Modifying upstream data

A third type of drift is changes in upstream data. This refers to operational data changes in the data pipeline. A typical example of this is when certain features are no longer generated and have missing values. Another example is changing units of measure. For example, if a particular sensor measures quantity in Celsius and then changes to Fahrenheit.

Detecting model drift is not easy and there is no universal way to detect it. However, we will discuss some of the common methods for detecting it.

  • Kolmogorov-Smirnov test (KS test): The KS test is a nonparametric test for detecting changes in data distribution. It is used to compare training and post-training data and find changes in distribution between them. The null hypothesis for this test set indicates that the distributions from the two datasets are the same, so if the null hypothesis is rejected, a model shift occurs.
  • Population Stability Index (PSI): PSI is a statistical measure used to measure the similarity of distributions of categorical variables in two different data sets.
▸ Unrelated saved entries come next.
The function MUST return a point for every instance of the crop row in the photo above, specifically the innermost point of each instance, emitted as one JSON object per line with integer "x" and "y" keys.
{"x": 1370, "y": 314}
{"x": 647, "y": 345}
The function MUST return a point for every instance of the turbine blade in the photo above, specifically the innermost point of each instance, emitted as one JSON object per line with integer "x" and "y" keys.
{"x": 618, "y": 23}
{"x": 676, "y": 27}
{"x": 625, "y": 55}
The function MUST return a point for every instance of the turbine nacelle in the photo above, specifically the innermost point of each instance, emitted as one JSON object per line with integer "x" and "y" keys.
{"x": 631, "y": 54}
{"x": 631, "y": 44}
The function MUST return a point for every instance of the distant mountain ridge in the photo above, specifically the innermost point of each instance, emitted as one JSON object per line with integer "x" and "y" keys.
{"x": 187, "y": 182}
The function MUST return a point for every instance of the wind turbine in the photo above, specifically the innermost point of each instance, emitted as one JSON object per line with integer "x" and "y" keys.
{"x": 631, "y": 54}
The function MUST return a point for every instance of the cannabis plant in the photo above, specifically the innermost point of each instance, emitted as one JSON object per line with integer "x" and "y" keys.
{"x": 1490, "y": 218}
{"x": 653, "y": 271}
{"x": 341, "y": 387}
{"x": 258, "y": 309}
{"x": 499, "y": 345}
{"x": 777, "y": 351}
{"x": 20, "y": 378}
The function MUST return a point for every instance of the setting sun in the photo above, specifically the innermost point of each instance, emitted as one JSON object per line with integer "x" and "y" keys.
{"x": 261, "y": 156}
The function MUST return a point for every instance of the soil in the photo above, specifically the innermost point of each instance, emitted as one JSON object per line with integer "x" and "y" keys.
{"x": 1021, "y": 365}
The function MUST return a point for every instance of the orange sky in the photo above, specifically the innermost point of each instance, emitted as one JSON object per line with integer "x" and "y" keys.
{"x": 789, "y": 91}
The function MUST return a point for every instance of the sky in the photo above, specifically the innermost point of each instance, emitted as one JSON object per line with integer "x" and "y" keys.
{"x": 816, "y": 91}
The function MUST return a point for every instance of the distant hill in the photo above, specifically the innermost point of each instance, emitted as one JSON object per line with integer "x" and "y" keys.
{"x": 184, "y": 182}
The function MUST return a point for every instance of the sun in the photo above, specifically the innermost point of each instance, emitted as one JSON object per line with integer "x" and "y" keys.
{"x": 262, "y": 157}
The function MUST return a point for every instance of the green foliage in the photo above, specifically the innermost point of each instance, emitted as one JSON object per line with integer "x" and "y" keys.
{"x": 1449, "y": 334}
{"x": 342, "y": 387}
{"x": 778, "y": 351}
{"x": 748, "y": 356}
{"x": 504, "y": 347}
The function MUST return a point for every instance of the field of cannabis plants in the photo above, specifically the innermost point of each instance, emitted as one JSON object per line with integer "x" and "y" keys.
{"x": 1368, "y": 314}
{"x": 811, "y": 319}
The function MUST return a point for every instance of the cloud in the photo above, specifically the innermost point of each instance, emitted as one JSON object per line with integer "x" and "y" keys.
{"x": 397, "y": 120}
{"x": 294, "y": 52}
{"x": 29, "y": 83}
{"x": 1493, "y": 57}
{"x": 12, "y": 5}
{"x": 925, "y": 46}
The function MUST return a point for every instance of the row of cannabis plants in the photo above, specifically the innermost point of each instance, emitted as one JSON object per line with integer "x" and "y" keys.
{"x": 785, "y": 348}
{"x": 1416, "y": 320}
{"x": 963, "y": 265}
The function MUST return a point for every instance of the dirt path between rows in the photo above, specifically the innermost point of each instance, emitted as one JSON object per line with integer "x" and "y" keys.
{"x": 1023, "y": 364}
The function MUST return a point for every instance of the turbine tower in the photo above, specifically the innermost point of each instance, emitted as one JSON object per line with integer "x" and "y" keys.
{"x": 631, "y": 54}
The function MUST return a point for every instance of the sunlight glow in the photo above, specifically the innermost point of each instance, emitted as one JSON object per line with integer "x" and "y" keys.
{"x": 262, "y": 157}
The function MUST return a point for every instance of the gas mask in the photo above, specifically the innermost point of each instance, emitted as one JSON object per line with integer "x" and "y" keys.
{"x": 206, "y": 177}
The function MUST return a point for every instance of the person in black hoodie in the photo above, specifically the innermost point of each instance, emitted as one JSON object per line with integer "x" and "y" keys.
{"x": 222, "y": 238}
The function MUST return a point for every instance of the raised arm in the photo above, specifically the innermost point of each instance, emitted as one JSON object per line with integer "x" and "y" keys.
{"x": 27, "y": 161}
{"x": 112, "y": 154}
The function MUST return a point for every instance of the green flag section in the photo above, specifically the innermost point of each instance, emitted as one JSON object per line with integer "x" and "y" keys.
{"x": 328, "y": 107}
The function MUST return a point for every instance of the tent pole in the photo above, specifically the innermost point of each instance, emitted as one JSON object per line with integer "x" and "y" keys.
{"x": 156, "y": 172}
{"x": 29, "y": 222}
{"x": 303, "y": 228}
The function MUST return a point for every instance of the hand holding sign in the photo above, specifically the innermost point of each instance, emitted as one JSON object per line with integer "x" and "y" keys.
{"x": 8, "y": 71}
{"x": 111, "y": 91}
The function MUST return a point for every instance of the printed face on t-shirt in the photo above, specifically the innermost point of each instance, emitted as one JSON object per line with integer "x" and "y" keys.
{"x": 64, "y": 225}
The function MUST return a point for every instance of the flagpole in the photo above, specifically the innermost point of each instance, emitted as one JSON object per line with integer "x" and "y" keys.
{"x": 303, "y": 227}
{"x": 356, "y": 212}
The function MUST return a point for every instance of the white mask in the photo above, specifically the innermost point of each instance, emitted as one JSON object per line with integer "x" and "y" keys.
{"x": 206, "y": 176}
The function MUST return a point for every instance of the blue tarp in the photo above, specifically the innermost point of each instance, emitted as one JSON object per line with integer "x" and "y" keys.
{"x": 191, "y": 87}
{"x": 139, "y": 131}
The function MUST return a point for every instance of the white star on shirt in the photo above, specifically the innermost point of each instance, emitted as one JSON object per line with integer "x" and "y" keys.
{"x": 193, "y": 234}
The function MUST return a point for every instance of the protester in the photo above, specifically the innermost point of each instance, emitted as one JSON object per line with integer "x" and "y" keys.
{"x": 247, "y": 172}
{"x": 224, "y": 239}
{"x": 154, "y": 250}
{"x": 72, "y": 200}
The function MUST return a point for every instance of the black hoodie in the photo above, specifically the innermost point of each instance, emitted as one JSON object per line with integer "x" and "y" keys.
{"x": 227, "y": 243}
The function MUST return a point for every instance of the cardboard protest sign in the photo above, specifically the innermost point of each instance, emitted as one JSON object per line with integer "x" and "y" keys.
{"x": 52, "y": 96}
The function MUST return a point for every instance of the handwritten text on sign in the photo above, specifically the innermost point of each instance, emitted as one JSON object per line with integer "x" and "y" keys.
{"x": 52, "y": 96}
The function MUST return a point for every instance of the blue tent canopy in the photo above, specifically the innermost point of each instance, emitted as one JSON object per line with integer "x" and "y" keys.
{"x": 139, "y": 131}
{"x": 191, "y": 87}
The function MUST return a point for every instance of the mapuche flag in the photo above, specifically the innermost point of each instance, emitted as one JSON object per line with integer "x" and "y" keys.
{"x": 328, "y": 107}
Therefore, it can be used to measure changes in the characteristics of categorical variables in training and post-training datasets.
  • page-hinckley method: Page-Hinkely is also a statistical technique used to observe changes in the mean of data over time. It is typically used to detect small changes in mean values ​​that are not apparent when looking at the data.
  • Performance monitoring: One of the most important ways to detect conceptual changes is to monitor the performance of machine learning models in production and observe their changes. If it crosses a certain threshold, certain actions can be triggered to correct this concept change.

Managing Model Drift in Production with MLOps
Handling Drift in Production | Image by ijeab on Freepik.
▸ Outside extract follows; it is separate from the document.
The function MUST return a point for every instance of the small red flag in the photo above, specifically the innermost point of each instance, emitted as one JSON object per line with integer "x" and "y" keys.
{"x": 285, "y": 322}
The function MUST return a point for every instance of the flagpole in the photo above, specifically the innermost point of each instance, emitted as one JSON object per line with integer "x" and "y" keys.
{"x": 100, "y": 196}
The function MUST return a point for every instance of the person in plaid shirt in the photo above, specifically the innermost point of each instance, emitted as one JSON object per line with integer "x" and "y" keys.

Finally, let’s see how to handle detected model drift in production. There are different strategies used to handle model drift, depending on the type of drift, the data you are working with, and the project in production. Here is an overview of common methods used to handle model drift in production.
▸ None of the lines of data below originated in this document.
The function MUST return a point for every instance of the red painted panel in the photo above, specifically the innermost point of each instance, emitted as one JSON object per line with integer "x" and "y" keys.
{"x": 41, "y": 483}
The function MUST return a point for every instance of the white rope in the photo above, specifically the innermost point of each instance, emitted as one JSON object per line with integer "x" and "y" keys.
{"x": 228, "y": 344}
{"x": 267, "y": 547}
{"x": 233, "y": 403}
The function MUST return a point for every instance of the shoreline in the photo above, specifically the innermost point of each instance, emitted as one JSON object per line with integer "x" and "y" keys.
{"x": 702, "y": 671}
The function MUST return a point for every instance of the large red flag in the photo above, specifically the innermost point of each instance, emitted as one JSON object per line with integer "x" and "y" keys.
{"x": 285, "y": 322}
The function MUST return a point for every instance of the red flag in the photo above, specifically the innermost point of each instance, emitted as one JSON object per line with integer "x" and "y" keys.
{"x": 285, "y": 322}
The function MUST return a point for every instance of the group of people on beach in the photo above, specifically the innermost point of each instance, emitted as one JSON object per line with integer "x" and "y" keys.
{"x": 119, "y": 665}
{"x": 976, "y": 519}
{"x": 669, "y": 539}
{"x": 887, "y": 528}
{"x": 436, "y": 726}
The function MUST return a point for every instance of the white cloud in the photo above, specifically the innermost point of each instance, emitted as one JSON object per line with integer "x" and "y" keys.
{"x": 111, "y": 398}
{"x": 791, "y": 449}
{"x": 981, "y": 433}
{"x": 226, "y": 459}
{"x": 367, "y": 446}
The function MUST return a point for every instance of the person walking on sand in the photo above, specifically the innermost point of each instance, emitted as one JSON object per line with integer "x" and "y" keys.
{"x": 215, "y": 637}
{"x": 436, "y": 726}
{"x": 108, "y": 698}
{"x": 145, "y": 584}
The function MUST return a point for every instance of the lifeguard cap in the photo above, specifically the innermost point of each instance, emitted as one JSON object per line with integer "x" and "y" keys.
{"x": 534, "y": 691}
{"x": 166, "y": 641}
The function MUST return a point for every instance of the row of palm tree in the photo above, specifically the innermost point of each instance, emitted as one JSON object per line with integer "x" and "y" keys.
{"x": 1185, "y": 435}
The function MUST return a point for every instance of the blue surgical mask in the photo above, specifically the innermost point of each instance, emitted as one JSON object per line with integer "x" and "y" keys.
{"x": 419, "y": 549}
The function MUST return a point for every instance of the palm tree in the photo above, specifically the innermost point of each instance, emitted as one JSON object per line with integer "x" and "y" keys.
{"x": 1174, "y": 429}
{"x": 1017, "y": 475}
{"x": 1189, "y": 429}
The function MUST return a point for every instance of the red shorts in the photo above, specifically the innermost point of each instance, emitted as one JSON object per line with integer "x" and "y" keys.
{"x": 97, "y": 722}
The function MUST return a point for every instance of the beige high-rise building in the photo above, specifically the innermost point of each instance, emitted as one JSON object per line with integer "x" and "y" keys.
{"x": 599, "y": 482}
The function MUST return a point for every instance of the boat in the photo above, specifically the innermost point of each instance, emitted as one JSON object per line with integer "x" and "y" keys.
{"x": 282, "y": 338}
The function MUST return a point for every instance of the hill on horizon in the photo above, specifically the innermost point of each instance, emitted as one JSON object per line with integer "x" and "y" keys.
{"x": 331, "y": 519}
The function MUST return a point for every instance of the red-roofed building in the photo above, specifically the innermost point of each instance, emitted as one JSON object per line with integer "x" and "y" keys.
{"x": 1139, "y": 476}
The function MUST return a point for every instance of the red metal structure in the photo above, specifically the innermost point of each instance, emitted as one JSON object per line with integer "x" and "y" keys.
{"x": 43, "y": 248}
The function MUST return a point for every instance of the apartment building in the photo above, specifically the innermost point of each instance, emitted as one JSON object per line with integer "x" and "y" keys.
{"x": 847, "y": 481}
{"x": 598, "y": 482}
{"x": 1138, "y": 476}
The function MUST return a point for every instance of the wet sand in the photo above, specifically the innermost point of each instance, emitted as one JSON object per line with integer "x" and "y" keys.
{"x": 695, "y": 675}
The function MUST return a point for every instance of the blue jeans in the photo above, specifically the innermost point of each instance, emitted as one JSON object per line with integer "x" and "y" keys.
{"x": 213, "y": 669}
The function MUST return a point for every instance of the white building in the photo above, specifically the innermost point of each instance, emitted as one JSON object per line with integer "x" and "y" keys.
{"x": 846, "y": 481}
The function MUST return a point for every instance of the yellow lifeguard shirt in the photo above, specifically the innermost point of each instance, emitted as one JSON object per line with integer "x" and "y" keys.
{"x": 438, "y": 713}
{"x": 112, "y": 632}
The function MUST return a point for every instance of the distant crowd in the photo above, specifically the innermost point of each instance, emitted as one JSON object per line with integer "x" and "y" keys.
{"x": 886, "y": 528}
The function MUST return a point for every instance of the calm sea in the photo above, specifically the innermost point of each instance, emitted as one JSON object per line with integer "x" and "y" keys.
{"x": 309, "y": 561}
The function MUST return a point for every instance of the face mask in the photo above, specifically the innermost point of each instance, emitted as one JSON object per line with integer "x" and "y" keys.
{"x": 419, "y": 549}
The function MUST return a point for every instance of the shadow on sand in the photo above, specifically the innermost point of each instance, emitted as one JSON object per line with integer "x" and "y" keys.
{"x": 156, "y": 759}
  • online learning: Online learning is one of the popular methods used to deal with drift, since most real-world applications run on streaming data. With online learning, the model processes one sample at a time, so the model updates on-the-fly.
  • Retrain the model periodically. You can set triggers to retrain the model on recent data when the model’s performance drops below a certain threshold or when data shifts are observed.
  • Retrain periodically on representative subsamples: A more effective way to handle concept drift is to select a representative subsample of the population, label them using a human expert, and retrain the model on them.
  • Removed features: This is a simple but effective method you can use to handle concept drift. Using this method, we train multiple models with one feature each and monitor her AUC-ROC response for each model. If the AUC-ROC value exceeds a certain threshold using a certain feature, you can drop it as follows: This can participate in drift.

References

In this article, we discussed model drift. This is a machine learning phenomenon where model performance degrades over time due to changes in the underlying data. To overcome these challenges, companies are turning to MLOps, a set of practices and tools that manage the lifecycle of machine learning models in production.

Detect different types of drift that can occur, such as concept drift, data drift, changes in upstream data, and model drift using methods such as the Kolmogorov-Smirnov test, population stability index, and Page-Hinkley method I outlined how. Finally, we discussed common techniques for handling model drift in production, including online learning, periodic model retraining, periodic retraining on representative subsamples, and feature removal. bottom.

Youssef Rafat Computer vision researcher and data scientist. His research focuses on the development of real-time his computer vision his algorithms for healthcare applications. He also worked as a data scientist for over 3 years in marketing, finance and healthcare.